Personal information
- Full name: Freddy Situmona Mbemba
- Date of birth: 20 December 2002 (age 23)
- Place of birth: Kinshasa, DR Congo
- Height: 1.75 m (5 ft 9 in)
- Position: Winger

Team information
- Current team: Charleroi
- Number: 20

Youth career
- Drancy

Senior career*
- Years: Team / Apps / (Gls)
- 2021–2022: Drancy / 1 / (0)
- 2022–2024: Dunkerque / 32 / (4)
- 2023–2024: → Nîmes (loan) / 19 / (6)
- 2024–2025: Versailles / 31 / (11)
- 2025–: Charleroi / 2 / (0)
- 2025–2026: → Guingamp (loan) / 24 / (1)

= Freddy Mbemba =

Congolese footballer

Freddy Situmona Mbemba (born 16 December 2002) is a Congolese professional footballer who plays as a winger for Belgian Pro League club Charleroi.

==Career==
Mbemba is a youth product of Drancy, and began his senior career with them in 2021 in the Championnat National 3 making one appearance. In the summer of 2022, he transferred to Dunkerque. In his debut season with them, he scored 4 goals in 30 matches and helped them come in second to achieve promotion into the Ligue 2.
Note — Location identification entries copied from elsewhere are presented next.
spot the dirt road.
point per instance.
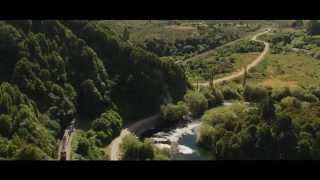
(140, 126)
(250, 66)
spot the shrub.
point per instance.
(288, 102)
(278, 94)
(196, 102)
(229, 93)
(133, 149)
(254, 93)
(214, 96)
(174, 113)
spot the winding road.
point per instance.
(250, 66)
(140, 126)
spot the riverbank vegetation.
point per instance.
(132, 148)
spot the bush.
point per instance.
(230, 93)
(288, 102)
(133, 149)
(254, 93)
(109, 123)
(174, 113)
(317, 55)
(303, 95)
(278, 94)
(214, 96)
(196, 102)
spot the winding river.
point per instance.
(182, 141)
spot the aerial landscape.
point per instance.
(159, 90)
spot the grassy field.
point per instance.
(240, 61)
(291, 69)
(144, 29)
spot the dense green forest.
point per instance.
(109, 74)
(54, 71)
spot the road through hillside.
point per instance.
(147, 123)
(250, 66)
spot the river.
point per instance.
(184, 140)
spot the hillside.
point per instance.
(54, 71)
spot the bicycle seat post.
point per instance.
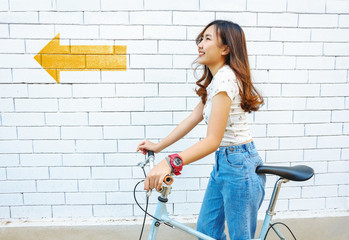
(275, 195)
(270, 211)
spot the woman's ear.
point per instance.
(226, 50)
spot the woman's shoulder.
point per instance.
(225, 73)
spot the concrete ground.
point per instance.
(333, 228)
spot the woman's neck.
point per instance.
(214, 69)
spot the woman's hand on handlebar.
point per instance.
(146, 146)
(156, 176)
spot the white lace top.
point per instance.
(237, 130)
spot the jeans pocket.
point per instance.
(235, 160)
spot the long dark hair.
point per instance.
(232, 35)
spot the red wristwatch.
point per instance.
(176, 163)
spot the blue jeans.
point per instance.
(234, 193)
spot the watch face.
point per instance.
(177, 161)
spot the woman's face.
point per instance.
(210, 49)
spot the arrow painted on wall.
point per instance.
(55, 57)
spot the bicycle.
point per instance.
(286, 174)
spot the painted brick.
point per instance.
(337, 90)
(286, 103)
(7, 105)
(323, 129)
(70, 173)
(151, 61)
(83, 160)
(223, 5)
(121, 5)
(327, 76)
(170, 5)
(161, 104)
(325, 103)
(336, 49)
(77, 105)
(4, 30)
(31, 31)
(165, 75)
(111, 172)
(61, 17)
(307, 204)
(343, 21)
(123, 76)
(72, 211)
(49, 91)
(106, 18)
(266, 6)
(11, 46)
(312, 6)
(123, 132)
(37, 160)
(22, 5)
(321, 154)
(57, 185)
(9, 160)
(38, 133)
(330, 35)
(297, 142)
(177, 47)
(318, 20)
(146, 118)
(53, 146)
(109, 118)
(27, 173)
(81, 133)
(16, 146)
(276, 62)
(277, 19)
(265, 48)
(112, 210)
(33, 212)
(96, 146)
(340, 116)
(301, 49)
(121, 32)
(85, 198)
(8, 133)
(285, 130)
(290, 34)
(66, 5)
(36, 105)
(11, 199)
(153, 17)
(4, 5)
(66, 119)
(186, 18)
(43, 198)
(98, 186)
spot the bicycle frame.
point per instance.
(162, 214)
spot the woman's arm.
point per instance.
(184, 127)
(180, 131)
(215, 130)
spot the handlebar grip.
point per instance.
(168, 180)
(150, 153)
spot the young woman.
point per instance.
(234, 192)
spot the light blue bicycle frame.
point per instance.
(162, 215)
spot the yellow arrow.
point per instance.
(55, 58)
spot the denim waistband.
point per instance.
(238, 148)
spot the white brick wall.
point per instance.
(68, 149)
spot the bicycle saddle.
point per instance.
(295, 173)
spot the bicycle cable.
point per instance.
(146, 207)
(274, 230)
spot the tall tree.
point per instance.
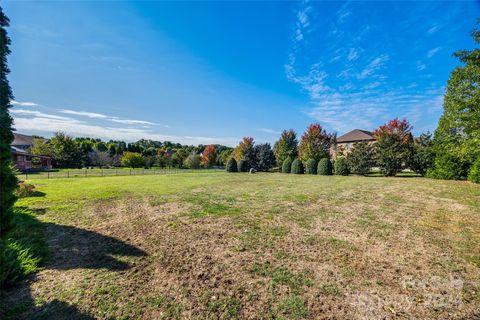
(286, 146)
(265, 157)
(8, 180)
(315, 143)
(394, 146)
(209, 156)
(457, 138)
(244, 148)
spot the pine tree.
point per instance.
(8, 180)
(286, 146)
(457, 138)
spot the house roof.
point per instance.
(15, 150)
(356, 135)
(19, 151)
(22, 140)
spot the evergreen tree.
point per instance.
(457, 138)
(8, 180)
(286, 146)
(265, 157)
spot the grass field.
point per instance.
(272, 246)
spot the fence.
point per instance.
(82, 173)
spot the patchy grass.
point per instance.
(241, 246)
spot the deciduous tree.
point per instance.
(209, 156)
(315, 143)
(457, 138)
(394, 146)
(286, 146)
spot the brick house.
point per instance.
(22, 159)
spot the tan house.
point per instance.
(22, 158)
(346, 141)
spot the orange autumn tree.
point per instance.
(209, 156)
(244, 148)
(315, 143)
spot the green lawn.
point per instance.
(237, 246)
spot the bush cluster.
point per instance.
(242, 166)
(287, 165)
(474, 173)
(341, 167)
(324, 167)
(311, 166)
(297, 166)
(231, 165)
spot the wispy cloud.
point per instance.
(23, 104)
(373, 66)
(127, 121)
(84, 113)
(49, 125)
(347, 89)
(269, 131)
(432, 52)
(352, 55)
(434, 29)
(39, 114)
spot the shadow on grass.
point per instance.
(33, 245)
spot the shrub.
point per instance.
(22, 252)
(25, 190)
(297, 166)
(287, 165)
(242, 166)
(265, 157)
(360, 158)
(232, 165)
(311, 166)
(193, 161)
(341, 168)
(133, 159)
(474, 173)
(324, 167)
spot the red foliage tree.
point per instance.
(209, 156)
(315, 143)
(395, 126)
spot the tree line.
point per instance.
(69, 152)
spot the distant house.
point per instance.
(22, 158)
(346, 141)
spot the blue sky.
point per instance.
(213, 72)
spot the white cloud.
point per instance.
(269, 131)
(23, 104)
(39, 114)
(41, 123)
(127, 121)
(434, 29)
(84, 113)
(432, 52)
(373, 66)
(352, 55)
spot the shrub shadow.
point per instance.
(69, 248)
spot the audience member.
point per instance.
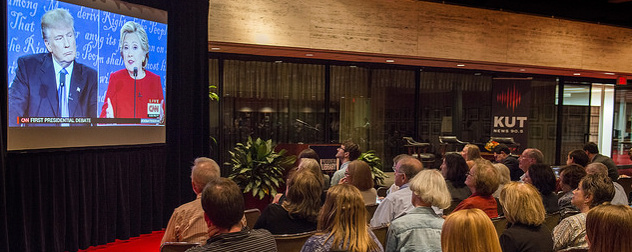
(577, 157)
(503, 155)
(570, 176)
(592, 191)
(420, 228)
(223, 204)
(619, 193)
(592, 151)
(359, 175)
(529, 156)
(299, 210)
(454, 170)
(471, 153)
(525, 215)
(398, 202)
(342, 224)
(543, 178)
(482, 181)
(347, 152)
(187, 221)
(504, 178)
(469, 230)
(609, 228)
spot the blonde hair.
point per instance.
(469, 230)
(344, 217)
(430, 187)
(522, 204)
(609, 228)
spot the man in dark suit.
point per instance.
(52, 84)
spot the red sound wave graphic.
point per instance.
(510, 98)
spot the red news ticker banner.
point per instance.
(510, 109)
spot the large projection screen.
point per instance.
(97, 80)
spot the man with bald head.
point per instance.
(399, 202)
(187, 222)
(619, 193)
(529, 157)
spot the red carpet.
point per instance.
(143, 243)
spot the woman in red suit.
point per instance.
(134, 92)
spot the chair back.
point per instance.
(292, 242)
(177, 246)
(252, 215)
(380, 233)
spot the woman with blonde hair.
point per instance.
(525, 214)
(609, 228)
(359, 174)
(469, 230)
(342, 224)
(420, 228)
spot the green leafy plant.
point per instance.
(257, 168)
(376, 166)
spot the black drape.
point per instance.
(68, 199)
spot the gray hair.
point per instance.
(133, 27)
(55, 18)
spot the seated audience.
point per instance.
(482, 181)
(609, 228)
(471, 153)
(543, 178)
(398, 202)
(577, 157)
(187, 221)
(504, 178)
(469, 230)
(359, 175)
(503, 155)
(525, 215)
(299, 210)
(223, 204)
(570, 176)
(592, 191)
(420, 228)
(342, 224)
(454, 170)
(619, 193)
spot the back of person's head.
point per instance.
(597, 168)
(487, 178)
(572, 174)
(599, 187)
(504, 175)
(223, 202)
(522, 203)
(203, 170)
(345, 216)
(579, 157)
(430, 187)
(353, 149)
(502, 148)
(456, 169)
(591, 147)
(312, 166)
(473, 152)
(543, 178)
(360, 175)
(469, 230)
(609, 228)
(303, 195)
(309, 153)
(410, 166)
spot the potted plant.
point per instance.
(258, 169)
(376, 166)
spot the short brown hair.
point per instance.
(223, 202)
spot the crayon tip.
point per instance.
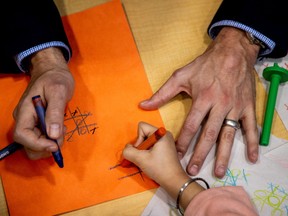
(58, 158)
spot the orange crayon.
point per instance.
(148, 143)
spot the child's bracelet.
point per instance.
(184, 186)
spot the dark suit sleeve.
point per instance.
(267, 17)
(25, 24)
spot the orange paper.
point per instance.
(101, 119)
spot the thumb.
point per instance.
(55, 117)
(131, 153)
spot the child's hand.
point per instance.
(160, 162)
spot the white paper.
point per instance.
(266, 181)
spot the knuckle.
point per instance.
(211, 135)
(228, 136)
(190, 127)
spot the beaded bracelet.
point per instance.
(184, 186)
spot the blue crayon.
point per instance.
(8, 150)
(40, 110)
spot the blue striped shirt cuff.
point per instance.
(21, 56)
(270, 44)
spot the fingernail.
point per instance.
(52, 148)
(54, 131)
(194, 170)
(180, 155)
(144, 102)
(221, 170)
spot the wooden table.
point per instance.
(168, 34)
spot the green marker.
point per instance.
(275, 75)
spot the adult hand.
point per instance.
(52, 80)
(222, 86)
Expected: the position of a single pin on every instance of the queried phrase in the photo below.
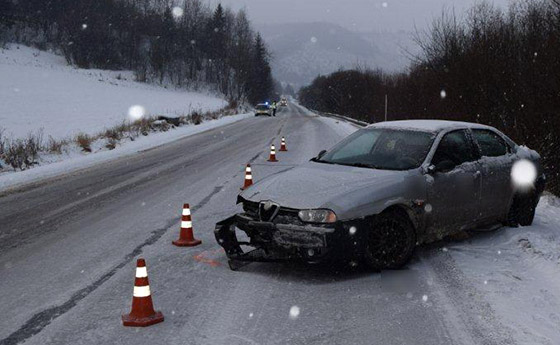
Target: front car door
(453, 194)
(496, 162)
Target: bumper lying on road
(274, 241)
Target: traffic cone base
(131, 321)
(186, 236)
(142, 313)
(283, 145)
(248, 177)
(187, 243)
(272, 157)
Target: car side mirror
(443, 166)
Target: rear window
(455, 147)
(490, 143)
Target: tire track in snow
(43, 318)
(468, 303)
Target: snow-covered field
(74, 159)
(39, 90)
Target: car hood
(320, 185)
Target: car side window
(455, 147)
(490, 143)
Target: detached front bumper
(277, 241)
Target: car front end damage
(276, 233)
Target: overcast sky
(356, 15)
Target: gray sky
(356, 15)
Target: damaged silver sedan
(382, 191)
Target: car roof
(433, 126)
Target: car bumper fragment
(272, 242)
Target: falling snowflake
(177, 12)
(428, 208)
(136, 112)
(294, 312)
(523, 173)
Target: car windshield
(381, 148)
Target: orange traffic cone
(283, 145)
(248, 177)
(142, 313)
(272, 157)
(186, 237)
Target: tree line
(191, 46)
(500, 68)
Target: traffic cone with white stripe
(283, 145)
(248, 177)
(186, 236)
(272, 157)
(142, 313)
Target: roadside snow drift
(39, 90)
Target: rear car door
(454, 195)
(496, 162)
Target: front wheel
(522, 210)
(391, 241)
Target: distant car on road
(263, 109)
(382, 191)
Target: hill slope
(301, 51)
(39, 90)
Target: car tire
(391, 241)
(522, 210)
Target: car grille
(284, 216)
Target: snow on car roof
(427, 125)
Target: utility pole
(386, 107)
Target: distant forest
(192, 46)
(492, 67)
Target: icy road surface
(67, 251)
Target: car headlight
(317, 216)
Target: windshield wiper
(362, 165)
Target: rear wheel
(391, 241)
(522, 210)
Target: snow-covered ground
(39, 90)
(514, 274)
(74, 159)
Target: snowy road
(67, 251)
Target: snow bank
(39, 90)
(517, 272)
(76, 160)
On 1 September 2023, Mbemba joined Nîmes on loan. He was injured in his first game for Nîmes.

On 4 July 2025, Mbemba signed a three-year contract with Charleroi in Belgium. On 1 September 2025, Mbemba was loaned to Guingamp in Ligue 2 in France.

==Personal life==
Mbemba was born in the DR Congo and moved to France at a young age.